Zeebe 0.23.4 in cluster: Long delay for starting jobs with zeebe-node clients

Hi,

Recently, we have moved our deployment from docker-compose to k8s cluster.
Since then, we observe a long delay (could be up to 30 seconds) until a worker starts to process a job.

Cluster configuration is:
$ zbctl --insecure status
Cluster size: 3
Partitions count: 3
Replication factor: 3
Gateway version: 0.23.4
Brokers:
Broker 0 - zeebe-zeebe-0.zeebe-zeebe.default.svc.cluster.local:26501
Version: 0.23.4
Partition 1 : Follower
Partition 2 : Follower
Partition 3 : Follower
Broker 1 - zeebe-zeebe-1.zeebe-zeebe.default.svc.cluster.local:26501
Version: 0.23.4
Partition 1 : Follower
Partition 2 : Leader
Partition 3 : Leader
Broker 2 - zeebe-zeebe-2.zeebe-zeebe.default.svc.cluster.local:26501
Version: 0.23.4
Partition 1 : Leader
Partition 2 : Follower
Partition 3 : Follower

We were using zeebe 0.23.2 and just moved to 0.23.4 hoping this issue is the reason: Long Polling is blocked even though jobs are available on the broker · Issue #4396 · camunda-cloud/zeebe · GitHub
Still, the problem persists.

Our clients are based on zeebe-node (same version)

This happens for the first job of the workflow instance and also before any next job is starting.

@yoavsal are you using the Helm Charts from helm.zeebe.io? can you share which version?

Cheers

Hi @salaboy,

we started off with zeebe 0.23.1 and used the charts available then.
Also, we might have edited the deployment files manually and through helm since then (we should align these).
Out current configuration is:
$ kubectl describe deploy zeebe-zeebe-gateway
https://gist.github.com/yoavsal/7deb98b5180209a40d672cff32deee55

$ kubectl describe statefulset zeebe-zeebe
https://gist.github.com/yoavsal/9cfc75999efd925eb32a7b1289334a94

Hi @yoavsal, What happens when you run the same code against a local broker?

This will help isolate if this is a K8s issue, a Node client issue, or a combination of the two.

And, can you run against K8s with the env var ZEEBE_NODE_LOGLEVEL=DEBUG. This will give you more insight into what is happening.

@yoavsal
I am interested in your zeebe-zeebe configmap, would you mind sharing it?I can not get my zeebe statefulset working for 0.23.4.

Here is the configmap:

$ kubectl describe cm zeebe-zeebe
https://gist.github.com/yoavsal/4ee8ea96b2557d4645ee923858e28bb5

On docker-compose setup the jobs are starting instantly.

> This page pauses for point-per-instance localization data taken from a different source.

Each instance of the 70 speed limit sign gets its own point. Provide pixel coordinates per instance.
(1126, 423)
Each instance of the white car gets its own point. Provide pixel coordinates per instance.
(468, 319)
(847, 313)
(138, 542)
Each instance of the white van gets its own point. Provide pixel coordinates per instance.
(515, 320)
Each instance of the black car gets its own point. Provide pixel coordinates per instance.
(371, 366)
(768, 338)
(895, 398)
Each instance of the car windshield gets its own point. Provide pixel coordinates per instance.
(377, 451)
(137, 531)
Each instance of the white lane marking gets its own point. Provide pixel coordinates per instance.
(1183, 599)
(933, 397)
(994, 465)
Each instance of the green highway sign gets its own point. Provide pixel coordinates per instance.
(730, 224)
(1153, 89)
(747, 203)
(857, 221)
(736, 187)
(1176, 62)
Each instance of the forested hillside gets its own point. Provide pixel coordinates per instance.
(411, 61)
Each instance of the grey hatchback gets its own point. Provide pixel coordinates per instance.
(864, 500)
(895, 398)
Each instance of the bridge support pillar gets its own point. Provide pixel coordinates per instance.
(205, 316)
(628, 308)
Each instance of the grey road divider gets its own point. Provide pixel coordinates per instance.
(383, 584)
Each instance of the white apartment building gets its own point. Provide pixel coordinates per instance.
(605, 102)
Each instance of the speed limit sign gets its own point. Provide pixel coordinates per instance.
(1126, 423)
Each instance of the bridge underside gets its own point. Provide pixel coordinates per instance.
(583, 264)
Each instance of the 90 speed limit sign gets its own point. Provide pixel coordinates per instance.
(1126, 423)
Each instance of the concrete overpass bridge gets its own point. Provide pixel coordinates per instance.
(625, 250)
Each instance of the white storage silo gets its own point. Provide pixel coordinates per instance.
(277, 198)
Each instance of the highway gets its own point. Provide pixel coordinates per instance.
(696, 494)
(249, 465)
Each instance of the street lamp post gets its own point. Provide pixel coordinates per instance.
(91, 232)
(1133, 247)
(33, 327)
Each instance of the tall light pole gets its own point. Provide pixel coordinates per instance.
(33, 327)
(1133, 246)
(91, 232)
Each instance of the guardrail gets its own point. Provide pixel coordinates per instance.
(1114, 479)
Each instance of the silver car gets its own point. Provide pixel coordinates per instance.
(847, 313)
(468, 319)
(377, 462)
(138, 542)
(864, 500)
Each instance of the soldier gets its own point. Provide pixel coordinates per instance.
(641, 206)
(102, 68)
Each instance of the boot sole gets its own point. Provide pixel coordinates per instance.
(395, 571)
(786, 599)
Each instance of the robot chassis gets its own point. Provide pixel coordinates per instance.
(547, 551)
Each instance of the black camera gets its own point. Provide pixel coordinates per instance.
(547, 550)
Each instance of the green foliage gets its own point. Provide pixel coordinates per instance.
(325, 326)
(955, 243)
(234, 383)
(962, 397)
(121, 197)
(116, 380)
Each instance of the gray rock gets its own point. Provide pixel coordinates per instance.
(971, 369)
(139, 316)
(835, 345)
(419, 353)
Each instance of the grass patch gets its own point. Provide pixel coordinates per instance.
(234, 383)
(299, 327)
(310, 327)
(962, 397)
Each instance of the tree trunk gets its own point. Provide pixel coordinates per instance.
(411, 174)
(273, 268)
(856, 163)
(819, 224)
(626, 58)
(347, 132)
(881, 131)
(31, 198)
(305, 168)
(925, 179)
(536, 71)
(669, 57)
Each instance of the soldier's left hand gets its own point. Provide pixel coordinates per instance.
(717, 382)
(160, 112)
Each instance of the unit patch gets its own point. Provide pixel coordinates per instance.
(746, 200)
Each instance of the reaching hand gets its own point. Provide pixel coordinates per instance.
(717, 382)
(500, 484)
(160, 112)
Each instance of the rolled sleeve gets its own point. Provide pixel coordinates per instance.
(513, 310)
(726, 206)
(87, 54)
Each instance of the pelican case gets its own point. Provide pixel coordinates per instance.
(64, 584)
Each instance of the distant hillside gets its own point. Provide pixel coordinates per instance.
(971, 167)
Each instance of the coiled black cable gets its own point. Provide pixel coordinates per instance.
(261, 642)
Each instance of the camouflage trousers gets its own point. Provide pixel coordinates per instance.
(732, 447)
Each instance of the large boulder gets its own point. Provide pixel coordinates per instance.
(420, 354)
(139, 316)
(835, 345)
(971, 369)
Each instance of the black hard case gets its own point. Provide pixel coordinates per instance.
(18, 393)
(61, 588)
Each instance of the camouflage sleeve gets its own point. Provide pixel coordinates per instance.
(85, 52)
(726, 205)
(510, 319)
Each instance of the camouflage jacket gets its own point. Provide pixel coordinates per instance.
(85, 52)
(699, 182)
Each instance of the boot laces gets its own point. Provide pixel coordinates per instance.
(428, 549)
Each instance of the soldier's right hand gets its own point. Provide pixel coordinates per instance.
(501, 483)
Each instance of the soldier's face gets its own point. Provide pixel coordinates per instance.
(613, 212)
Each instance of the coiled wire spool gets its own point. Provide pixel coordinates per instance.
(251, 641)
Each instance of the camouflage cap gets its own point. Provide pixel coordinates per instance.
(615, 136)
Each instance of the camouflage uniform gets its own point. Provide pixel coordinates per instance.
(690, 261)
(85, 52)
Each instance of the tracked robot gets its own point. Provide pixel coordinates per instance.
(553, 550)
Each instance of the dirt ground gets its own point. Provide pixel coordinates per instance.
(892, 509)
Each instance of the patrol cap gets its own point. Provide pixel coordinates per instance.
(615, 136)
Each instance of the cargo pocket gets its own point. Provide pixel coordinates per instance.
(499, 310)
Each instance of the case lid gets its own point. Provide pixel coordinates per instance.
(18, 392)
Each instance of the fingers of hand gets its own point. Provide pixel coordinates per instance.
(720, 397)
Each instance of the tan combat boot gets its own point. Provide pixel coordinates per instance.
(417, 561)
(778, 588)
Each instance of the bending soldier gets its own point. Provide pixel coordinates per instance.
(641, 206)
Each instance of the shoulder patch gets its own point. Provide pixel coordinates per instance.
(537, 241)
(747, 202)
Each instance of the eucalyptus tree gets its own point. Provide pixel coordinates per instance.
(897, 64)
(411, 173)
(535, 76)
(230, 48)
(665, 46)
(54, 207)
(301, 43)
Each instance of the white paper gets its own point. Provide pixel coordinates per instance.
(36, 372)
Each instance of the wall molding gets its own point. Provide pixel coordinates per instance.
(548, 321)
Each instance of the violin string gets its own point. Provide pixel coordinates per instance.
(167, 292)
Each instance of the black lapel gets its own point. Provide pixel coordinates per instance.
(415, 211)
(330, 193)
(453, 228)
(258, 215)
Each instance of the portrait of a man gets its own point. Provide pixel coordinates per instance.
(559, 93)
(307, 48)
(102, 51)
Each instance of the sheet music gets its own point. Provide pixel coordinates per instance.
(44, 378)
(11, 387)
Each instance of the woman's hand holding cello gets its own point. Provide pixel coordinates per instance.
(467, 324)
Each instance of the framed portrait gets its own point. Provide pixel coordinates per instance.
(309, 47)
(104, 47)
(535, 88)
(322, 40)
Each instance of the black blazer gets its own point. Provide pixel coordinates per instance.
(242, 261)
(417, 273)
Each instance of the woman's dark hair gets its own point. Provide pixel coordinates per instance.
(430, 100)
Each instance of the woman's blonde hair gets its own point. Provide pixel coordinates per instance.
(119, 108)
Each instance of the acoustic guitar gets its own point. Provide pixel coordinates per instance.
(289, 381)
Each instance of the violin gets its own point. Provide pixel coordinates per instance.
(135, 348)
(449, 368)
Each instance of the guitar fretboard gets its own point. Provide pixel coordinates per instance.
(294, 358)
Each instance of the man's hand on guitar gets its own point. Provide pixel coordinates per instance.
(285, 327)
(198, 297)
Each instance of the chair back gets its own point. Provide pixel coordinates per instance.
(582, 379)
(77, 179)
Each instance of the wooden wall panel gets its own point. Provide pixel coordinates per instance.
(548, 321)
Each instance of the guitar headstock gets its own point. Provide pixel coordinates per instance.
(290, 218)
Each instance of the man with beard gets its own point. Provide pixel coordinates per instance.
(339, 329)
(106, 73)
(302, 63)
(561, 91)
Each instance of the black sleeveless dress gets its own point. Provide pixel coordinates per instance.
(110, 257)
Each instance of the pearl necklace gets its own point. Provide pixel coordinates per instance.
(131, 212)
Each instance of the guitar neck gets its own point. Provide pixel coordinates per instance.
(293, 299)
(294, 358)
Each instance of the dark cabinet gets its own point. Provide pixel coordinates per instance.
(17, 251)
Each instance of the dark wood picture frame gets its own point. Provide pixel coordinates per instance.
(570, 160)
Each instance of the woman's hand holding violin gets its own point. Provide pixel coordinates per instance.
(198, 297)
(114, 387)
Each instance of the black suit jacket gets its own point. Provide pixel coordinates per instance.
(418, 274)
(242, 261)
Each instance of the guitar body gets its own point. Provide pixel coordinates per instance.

Will try to get the DEBUG logs from the client as well.

Hi @jwulf ,

The debug log outputs tons of messages.
I snapped the logs from broker and worker here:
https://gist.github.com/yoavsal/3c46a6fc88da7cb51bfd5f85206f0b4e

The first line of code is coming from the broker (from our custom exporter actually)
Then, after ~8 seconds the first log from zeebe-client debug is showing.

For our worker first line of code search for “REST2”

The last line of the log is again from our exporter when the workflow is completed.

BTW, the environment variable is ZEEBE_NODE_LOG_LEVEL (not ZEEBE_NODE_LOGLEVEL)

1 Like

Hmmm… ok, so an 8-second delay when using K8s, and no delay on a local broker.

Can you paste the worker logs from before your exporter sees the job?

The other thing to do is to use a zbctl worker to isolate whether it is a broker issue, or an interaction with the client. See the Register a Worker section here: https://docs.cloud.camunda.io/docs/cli-zbctl

With cli-worker I also observed a delay. In some cases it was only 4 seconds but could go up to 10 or 20 seconds as well.

Dump of worker logs before job starts can be found here:
https://gist.github.com/yoavsal/bef518a0815c42c9032f8cc956f6c931

It starts when worker service is started and then follow execution of 2 workflow instances.
Instances IDs are: 2251799813723035 and 4503599627408321

First one show delay of ~4sec but the second shows 14sec

Thanks!

OK, great. It’s a broker on K8s issue. Could it be CPU/Memory starvation?

I don’s see any indication for starvation.
We actually increases the requested cpu and memory and have enough resources on the node.

Notice that the job processing seems to happen on some time cycle.
E.g. if I create several instances, it will take the delay until a first job is processed, but once it starts all the instances are handled immediately.
Could it be that long polling is not working as expected in gateway/cluster mode?

It could be. In the broker/gateway logs, if you set it to DEBUG level, you should see the job activation requests.

@jwulf, @salaboy
I have upgraded my helm charts from v0.0.110 to v0.0.128 and the delay seem to be gone .
I’m not sure what exactly fixed that at least now it is gone.
Thanks for the support

Quick update:
The delays with 0.23.4 were better than before but after a day of use it is getting worse again.
At first, I suspected the JavaOpts that have the below list of options removed in v128 comparing to v100, but I’m not sure…

-XX:+UseParallelGC
-XX:MinHeapFreeRatio=5
-XX:MaxHeapFreeRatio=10
-XX:GCTimeRatio=4
-XX:AdaptiveSizePolicyWeight=90
-XX:+PrintFlagsFinal
-Xmx4g
-Xms4g

Reason why we removed these lines are based on findings which are described here https://github.com/zeebe-io/zeebe/issues/4664

1 Like